Ghosts of Scary DC Blog 13 Healy Hall Haunts of Georgetown University
© 2018 by Dr. Philip Ernest Schoenberg, Ghost with a Blog #ghosts

Healy Hall of Georgetown University at 37th St NW & O St NW has experienced its share of haunting. Healy Hall is the historic flagship building at the main campus of Georgetown University. The building was built during the presidency of Patrick Francis Healy after whom it is named. The construction of the building, from 1877 to 1879, dramatically increased the amount of classroom and living space – at the time it was also used as a dormitory – of what was then a small liberal arts college.

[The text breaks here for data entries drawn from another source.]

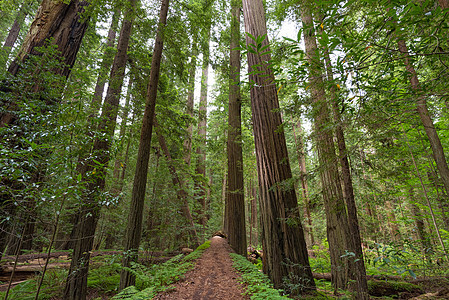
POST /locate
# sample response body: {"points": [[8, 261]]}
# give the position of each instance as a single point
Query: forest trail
{"points": [[212, 278]]}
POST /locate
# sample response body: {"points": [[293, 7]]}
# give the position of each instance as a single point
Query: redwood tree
{"points": [[134, 227], [235, 200], [285, 252]]}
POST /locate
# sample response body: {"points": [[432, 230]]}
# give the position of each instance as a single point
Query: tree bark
{"points": [[181, 191], [105, 66], [200, 185], [189, 104], [61, 22], [15, 30], [303, 177], [336, 218], [285, 250], [423, 112], [235, 192], [94, 170], [134, 227], [357, 270]]}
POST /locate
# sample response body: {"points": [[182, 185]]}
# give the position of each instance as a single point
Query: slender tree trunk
{"points": [[15, 30], [105, 66], [392, 223], [200, 186], [181, 191], [419, 222], [119, 161], [336, 218], [303, 177], [285, 250], [189, 104], [134, 227], [94, 170], [235, 192], [358, 272]]}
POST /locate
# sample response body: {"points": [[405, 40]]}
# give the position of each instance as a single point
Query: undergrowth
{"points": [[259, 286], [158, 278]]}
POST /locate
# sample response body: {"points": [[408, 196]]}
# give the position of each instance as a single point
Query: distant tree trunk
{"points": [[181, 191], [285, 250], [189, 104], [134, 227], [358, 272], [105, 66], [419, 222], [200, 185], [303, 177], [15, 30], [119, 161], [62, 22], [336, 217], [94, 169], [423, 112], [392, 223], [235, 192]]}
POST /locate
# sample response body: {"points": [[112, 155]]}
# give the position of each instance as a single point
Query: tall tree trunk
{"points": [[119, 161], [419, 222], [181, 191], [200, 185], [62, 23], [105, 66], [134, 227], [303, 177], [336, 217], [94, 170], [357, 271], [285, 250], [235, 192], [189, 104], [15, 30], [423, 112], [395, 234]]}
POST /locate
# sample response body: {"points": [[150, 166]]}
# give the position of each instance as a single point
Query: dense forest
{"points": [[312, 135]]}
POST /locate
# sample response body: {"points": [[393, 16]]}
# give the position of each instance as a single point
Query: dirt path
{"points": [[213, 277]]}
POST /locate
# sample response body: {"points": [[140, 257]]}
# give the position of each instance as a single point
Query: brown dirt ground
{"points": [[212, 278]]}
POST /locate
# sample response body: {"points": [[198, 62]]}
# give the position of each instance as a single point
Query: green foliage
{"points": [[158, 278], [52, 286], [258, 284]]}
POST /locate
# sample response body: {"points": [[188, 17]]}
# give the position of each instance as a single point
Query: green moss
{"points": [[380, 288]]}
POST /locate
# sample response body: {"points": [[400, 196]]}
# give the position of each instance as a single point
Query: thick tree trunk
{"points": [[338, 233], [105, 66], [419, 223], [303, 177], [134, 227], [235, 192], [285, 250], [94, 170], [200, 185], [181, 191], [357, 270], [423, 112], [54, 20]]}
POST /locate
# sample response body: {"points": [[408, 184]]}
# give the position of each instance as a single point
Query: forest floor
{"points": [[212, 278]]}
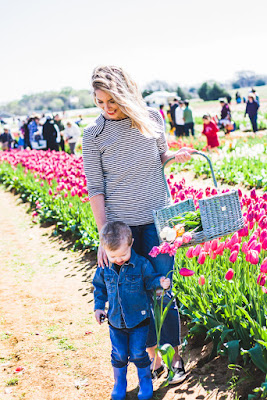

Tales of tormented spirits wandering the mysterious fifth floor of Georgetown University’s Healy Hall have been a part of campus lore for as far back as anyone can remember. The high Victorian design of the building, which was constructed in the late 1870’s during the presidency of Patrick Healy, lends itself to speculation about secret sealed-off floors and ghostly inhabitants. Officially, the fifth floor of Healy Hall does not, and never did, exist. The legends and many past and present students, however, say differently, pointing to the fifth floor as the source of frequent supernatural moaning and wailing.

Two of the most popular Healy Hall legends reach back to the earliest days when Georgetown was a liberal arts college. According to one tale, a young Jesuit student accidentally opened the Gates of the Underworld when reading forbidden chants in a book about exorcism. A second tale involves another Jesuit, who was crushed to death by the hands of the clock while working in the clock tower. Other Georgetown ghost stories tell of trapped spirits lost for eternity in the University’s underground tunnel system.